Мельхингер: Однажды я написал, что ты неисправимый моралист! Хотя у нас не очень благосклонно относятся к фразе молодого Шиллера: «Театр — это моральный институт». (Замечу в скобках, что этой фразой Шиллер выразил протест против тех, кто презирал имморалистский театр Платона и Руссо. Особенно Платона.
Это свидетельство того, что Шиллер склонялся скорее к театру критически направленному, чем к морализирующему. «Юрисдикция сцены, — говорил он, — начинается там, где прекращают свое действие вековые законы».) Но я-то, говоря о морали, имею в виду совсем другое и думаю, что правильно назвал тебя моралистом. Станиславский требовал от работников сцены театральной «этики»: искренности, сено философию, а не систему, не доктрину, не идеологию.
Ведь даже Брехт, который одно время увлекался дидактическими и пропагандистскими сочинениями, в конце концов оставил этот жанр. В последние годы жизни он говорил, что «самое высокое искусство — это искусство жить», а в беседах о театре «Messingkauf»* называл себя «философом». Я хочу сказать, что за всем, что мы делаем в театре, должен стоять вопрос: зачем мы это делаем, почему мы делаем это именно здесь и сейчас?

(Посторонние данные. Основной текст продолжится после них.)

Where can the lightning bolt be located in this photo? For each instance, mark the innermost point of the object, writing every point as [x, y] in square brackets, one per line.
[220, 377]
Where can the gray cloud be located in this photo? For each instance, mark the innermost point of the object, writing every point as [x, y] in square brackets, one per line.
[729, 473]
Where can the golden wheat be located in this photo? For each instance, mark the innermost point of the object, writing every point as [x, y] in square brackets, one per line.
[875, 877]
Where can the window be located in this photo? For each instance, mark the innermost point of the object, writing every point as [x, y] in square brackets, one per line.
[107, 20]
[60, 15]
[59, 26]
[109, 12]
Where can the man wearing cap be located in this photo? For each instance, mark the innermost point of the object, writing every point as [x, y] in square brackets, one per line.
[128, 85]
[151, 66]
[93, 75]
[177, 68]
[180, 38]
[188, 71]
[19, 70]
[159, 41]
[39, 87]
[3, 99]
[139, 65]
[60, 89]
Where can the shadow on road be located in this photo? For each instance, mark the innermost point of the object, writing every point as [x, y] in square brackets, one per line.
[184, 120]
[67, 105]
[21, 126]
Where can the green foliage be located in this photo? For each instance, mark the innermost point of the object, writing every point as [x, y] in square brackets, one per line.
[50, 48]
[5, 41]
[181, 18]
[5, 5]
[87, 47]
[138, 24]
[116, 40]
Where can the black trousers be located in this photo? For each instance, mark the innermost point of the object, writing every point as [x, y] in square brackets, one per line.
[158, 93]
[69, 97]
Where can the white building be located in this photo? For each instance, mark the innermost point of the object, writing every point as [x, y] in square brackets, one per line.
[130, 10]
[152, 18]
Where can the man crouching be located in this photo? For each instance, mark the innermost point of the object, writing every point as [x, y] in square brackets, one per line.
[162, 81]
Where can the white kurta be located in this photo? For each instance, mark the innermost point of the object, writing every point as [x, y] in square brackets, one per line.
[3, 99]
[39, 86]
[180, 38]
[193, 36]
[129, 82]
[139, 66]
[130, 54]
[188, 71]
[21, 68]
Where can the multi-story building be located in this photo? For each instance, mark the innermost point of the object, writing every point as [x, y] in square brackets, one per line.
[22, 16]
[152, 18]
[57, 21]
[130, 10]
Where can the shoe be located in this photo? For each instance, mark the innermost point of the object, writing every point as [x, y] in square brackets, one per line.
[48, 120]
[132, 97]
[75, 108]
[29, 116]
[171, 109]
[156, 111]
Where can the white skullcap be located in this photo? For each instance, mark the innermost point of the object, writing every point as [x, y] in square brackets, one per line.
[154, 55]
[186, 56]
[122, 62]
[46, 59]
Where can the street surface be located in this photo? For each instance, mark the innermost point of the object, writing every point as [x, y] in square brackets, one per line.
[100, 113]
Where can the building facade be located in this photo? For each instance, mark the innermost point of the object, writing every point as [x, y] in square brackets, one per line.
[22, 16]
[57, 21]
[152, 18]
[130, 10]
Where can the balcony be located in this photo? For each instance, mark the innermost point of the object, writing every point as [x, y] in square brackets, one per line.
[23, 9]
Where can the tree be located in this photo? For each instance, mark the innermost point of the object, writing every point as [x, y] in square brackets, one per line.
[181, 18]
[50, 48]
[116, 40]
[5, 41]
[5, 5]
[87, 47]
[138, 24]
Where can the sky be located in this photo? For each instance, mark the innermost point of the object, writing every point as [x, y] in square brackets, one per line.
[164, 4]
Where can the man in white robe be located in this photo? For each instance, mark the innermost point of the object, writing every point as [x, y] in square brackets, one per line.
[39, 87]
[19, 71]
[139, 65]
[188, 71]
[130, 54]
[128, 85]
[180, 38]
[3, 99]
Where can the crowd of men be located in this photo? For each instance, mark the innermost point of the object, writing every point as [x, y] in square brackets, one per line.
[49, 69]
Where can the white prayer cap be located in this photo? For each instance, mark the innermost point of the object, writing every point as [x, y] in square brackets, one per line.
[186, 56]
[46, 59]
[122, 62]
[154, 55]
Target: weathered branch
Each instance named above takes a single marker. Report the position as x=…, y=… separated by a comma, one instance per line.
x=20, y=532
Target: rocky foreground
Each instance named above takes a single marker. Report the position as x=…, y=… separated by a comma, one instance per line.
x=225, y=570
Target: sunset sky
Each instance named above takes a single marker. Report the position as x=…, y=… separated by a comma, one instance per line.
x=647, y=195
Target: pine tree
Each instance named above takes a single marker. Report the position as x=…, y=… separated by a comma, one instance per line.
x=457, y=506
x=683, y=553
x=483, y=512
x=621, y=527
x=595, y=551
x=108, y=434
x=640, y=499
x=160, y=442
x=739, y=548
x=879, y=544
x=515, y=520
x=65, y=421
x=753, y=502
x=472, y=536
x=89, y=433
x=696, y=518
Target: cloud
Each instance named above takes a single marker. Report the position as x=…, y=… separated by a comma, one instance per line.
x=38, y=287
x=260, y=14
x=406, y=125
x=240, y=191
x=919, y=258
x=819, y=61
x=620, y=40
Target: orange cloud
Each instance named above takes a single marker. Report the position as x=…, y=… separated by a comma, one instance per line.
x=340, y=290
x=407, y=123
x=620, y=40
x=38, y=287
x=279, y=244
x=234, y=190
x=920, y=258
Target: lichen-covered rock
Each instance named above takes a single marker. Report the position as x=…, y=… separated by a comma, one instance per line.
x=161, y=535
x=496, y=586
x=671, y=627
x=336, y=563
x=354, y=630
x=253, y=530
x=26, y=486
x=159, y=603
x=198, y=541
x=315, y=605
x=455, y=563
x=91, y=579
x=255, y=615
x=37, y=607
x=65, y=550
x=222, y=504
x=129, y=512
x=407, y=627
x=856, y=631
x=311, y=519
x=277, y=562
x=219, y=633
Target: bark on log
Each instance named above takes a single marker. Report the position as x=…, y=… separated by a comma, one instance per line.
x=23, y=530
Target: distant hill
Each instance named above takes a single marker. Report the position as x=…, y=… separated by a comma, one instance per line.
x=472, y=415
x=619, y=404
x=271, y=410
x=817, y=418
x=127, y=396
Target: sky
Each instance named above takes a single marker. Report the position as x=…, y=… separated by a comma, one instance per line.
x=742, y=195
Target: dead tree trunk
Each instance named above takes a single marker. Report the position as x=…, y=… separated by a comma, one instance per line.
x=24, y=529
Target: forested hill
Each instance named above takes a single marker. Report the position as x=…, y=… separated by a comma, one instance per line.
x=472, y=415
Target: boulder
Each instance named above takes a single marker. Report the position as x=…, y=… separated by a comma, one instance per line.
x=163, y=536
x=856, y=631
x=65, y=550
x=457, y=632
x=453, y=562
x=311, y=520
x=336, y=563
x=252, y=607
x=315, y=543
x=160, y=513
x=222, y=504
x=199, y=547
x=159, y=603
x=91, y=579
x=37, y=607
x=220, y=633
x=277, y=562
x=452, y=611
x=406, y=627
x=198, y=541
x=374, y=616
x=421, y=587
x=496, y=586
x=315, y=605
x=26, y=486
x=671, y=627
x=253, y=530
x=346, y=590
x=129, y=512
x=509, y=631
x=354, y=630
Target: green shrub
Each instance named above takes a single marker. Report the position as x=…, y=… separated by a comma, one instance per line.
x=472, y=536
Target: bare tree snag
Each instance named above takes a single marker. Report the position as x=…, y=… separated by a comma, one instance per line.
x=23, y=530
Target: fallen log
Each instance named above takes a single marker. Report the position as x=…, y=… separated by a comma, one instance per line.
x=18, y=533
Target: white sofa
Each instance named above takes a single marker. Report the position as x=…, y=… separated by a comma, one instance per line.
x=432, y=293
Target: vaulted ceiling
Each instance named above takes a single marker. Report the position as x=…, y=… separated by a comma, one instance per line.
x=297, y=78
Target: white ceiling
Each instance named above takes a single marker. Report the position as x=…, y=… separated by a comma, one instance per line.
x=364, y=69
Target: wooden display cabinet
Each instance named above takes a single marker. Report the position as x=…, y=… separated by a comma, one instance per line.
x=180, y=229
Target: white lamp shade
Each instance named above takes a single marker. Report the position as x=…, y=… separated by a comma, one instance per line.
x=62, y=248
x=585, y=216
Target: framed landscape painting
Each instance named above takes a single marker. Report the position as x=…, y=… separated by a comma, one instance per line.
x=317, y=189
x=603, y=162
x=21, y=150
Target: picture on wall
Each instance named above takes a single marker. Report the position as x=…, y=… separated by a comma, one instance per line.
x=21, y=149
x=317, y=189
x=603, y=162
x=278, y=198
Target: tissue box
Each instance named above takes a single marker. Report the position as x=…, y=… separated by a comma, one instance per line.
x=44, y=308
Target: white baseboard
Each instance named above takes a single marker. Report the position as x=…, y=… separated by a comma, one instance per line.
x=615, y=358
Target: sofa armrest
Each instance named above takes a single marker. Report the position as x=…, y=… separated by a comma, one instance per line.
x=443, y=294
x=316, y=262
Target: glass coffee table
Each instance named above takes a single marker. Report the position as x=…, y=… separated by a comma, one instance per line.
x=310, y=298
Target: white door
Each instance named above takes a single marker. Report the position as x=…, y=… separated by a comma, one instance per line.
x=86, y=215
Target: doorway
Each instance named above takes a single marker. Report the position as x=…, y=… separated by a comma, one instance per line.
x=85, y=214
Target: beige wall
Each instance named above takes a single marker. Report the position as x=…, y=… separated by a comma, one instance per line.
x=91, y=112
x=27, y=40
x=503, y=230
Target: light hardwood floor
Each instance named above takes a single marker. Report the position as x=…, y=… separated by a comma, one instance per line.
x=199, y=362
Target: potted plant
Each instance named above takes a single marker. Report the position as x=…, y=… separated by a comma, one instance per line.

Стрелер: Дело в том, что этот вопрос касается не только театра. Это общеэстетический вопрос. Не существует эстетики без того, что ты называешь философией. Но я не боюсь и слова «идеология».

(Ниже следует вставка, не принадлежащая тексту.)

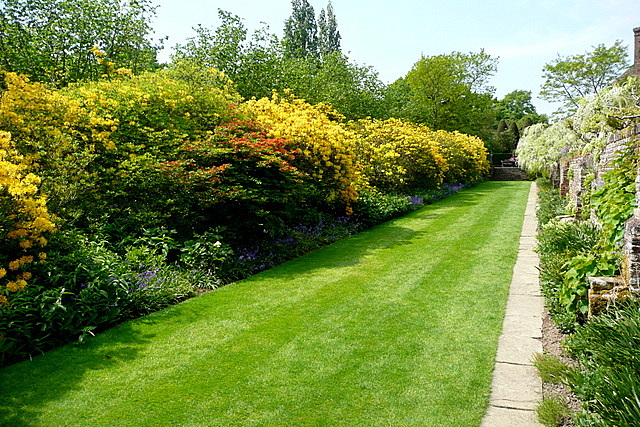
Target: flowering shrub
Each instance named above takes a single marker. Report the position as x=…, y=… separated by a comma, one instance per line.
x=56, y=135
x=465, y=155
x=238, y=178
x=156, y=112
x=324, y=147
x=24, y=221
x=396, y=155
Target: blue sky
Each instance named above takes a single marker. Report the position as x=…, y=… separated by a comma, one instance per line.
x=392, y=35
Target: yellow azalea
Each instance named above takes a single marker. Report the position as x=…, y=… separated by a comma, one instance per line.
x=25, y=275
x=13, y=287
x=326, y=146
x=26, y=244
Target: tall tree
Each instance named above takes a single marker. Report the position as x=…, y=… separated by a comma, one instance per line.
x=329, y=36
x=64, y=41
x=516, y=105
x=221, y=48
x=301, y=31
x=449, y=92
x=569, y=79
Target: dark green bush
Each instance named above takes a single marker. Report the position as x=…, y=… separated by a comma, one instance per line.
x=550, y=203
x=607, y=348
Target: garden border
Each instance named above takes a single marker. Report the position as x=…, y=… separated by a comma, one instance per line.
x=516, y=388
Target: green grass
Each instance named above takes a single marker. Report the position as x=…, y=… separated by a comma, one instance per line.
x=394, y=326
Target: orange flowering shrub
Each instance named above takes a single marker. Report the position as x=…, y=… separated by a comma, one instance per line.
x=325, y=148
x=397, y=155
x=24, y=221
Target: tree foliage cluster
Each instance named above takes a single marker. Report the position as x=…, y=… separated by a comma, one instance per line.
x=63, y=41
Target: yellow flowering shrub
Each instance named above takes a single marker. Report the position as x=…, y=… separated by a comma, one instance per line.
x=57, y=136
x=466, y=157
x=396, y=155
x=24, y=220
x=325, y=148
x=155, y=113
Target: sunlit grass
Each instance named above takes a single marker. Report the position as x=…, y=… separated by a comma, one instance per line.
x=394, y=326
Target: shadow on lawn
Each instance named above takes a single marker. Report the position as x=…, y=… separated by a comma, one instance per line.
x=29, y=385
x=32, y=384
x=392, y=234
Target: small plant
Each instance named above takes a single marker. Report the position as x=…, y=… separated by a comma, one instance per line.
x=552, y=411
x=609, y=381
x=550, y=203
x=551, y=369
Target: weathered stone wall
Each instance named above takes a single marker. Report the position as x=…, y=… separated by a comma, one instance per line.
x=579, y=168
x=574, y=171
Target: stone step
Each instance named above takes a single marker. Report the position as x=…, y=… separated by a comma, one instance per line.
x=508, y=174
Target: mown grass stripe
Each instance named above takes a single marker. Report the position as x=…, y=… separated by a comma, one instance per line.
x=394, y=326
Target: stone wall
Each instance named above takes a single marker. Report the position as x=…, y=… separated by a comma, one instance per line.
x=572, y=183
x=574, y=171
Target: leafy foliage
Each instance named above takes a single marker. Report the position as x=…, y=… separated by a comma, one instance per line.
x=301, y=31
x=398, y=156
x=607, y=349
x=325, y=148
x=328, y=34
x=574, y=77
x=614, y=202
x=448, y=92
x=65, y=41
x=25, y=222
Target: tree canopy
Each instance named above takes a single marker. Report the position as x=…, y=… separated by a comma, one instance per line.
x=449, y=92
x=301, y=31
x=64, y=41
x=571, y=78
x=328, y=34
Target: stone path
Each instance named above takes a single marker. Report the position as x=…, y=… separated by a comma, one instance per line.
x=516, y=388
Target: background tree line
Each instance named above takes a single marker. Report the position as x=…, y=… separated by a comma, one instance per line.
x=78, y=40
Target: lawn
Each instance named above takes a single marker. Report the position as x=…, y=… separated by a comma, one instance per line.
x=396, y=326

Для меня идеология — это определенное видение мира, определенное видение жизни, того, как следует жить. Доктрина или система — совсем другое. Что бы человек ни делал, за этим всегда стоит философия, политика, идеология. А искусство тоже сфера деятельности человека.
Театр — это искусство, которое создают люди. Следовательно, и он не может обойтись без философии, идеологии и даже политики. То есть без жизни. Не существует «просто жизни», жизни в безвоздушном пространстве, всегда есть «что, где и когда». И это равно относится и к искусству.
И к театру. Ты претендуешь на создание «неангажированного» театра, который ни во что не верит? Значит, ты полагаешь, что можно ни во что не верить. Ты хочешь создать театр, утверждающий, что идеологии не существует, не существует философии, существует одно только «ощущение», только данный момент, только данная минута?
Тогда твой театр будет определенным образом иллюстрировать философию сиюминутного ощущения, идеологию отрицания, пустоты, проповедовать политический анархизм. Можно избежать доктрины, но невозможно перестать мыслить, мыслить как человек, связанный с другими людьми. Но я слишком отклонился от темы.
Я убежден, что в основании всякого серьезного театра, театра действительно художественного, всегда лежит страстная мысль о жизни, о смысле жизни — как бы ее ни называли, эту «идею существования». Сама эта мысль не искусство, но она непременное условие искусства.
Я не знаю книги, спектакля, картины, музыки, за которой не ощущалось бы в большей или меньшей степени биения этой «внутренней мысли о жизни». И чем значительнее произведение, тем сильнее это биение.
Проблема пропагандистского театра, то есть Lehrstucke** Брехта, — это проблема временная, случайная. Она может ВОЗНИКНУТЬ всегда, может иметь и художественный, и нехудожественный характер.
Это проблема, порождаемая определенным историческим моментом. Это тактика, вызванная к жизни необходимостью борьбы, исследования, поиска.